第5話 第1章「謎の始まり」 五月七日・昼(1)
「豆初乃さん、そろそろお座敷の支度せなあかんのとちゃいますか?」
しゅんしゅんというお湯の沸く音だけがしていた空間に、低い声が割り込んだ。
「ん……」
豆初乃は、若い舞妓の髪形のわれしのぶの頭を揺らして、生返事をした。
きもちよく本を読んでいたのに、という気持ちが豆初乃のうちに湧く。
しかし、次の瞬間には、はっとして壁の時計を見上げた。時計は午後三時五十分を指そうとしている。
「……四時!四時には帰ってへんとお母さんに怒られる!」
豆初乃は思わず声を上げて立ち上がった。
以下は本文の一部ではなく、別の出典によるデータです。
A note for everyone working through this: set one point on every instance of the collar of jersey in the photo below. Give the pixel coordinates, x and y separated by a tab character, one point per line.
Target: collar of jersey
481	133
手をついたテーブルの上で紅茶のカップとポットがかたかたと振動で揺れた。カップの半分ほど残っている金茶色の液体も揺れる。
「いやあ、本に夢中になってしもたわ」
慌てふためきながら豆初乃は文庫本を閉じて、席を立とうとする。着物のたもとをテーブルに引っかけそうになる。紅茶店店主の慶次郎とアルバイトの和美が危なっかしさに今にも手が出そうになって見守った。
「豆初乃さん、お代はつけておきますからお早くお戻りなさい」
慶次郎が、巾着袋をぶちまける勢いで財布を探している豆初乃に言った。
「それはダメ……あきまへん。付けにしておいてもらうなんて絶対あきまへん。うちは、お代はかならず支払ってからしか店を出ませんのや」
舞妓らしからぬ慌てふためいた様子から一転、居住まいを正して顔を上げて豆初乃は言った。ふと花街の言葉ではなく地の言葉が出てしまうところが、まだまだ修行が足りなかったけれど。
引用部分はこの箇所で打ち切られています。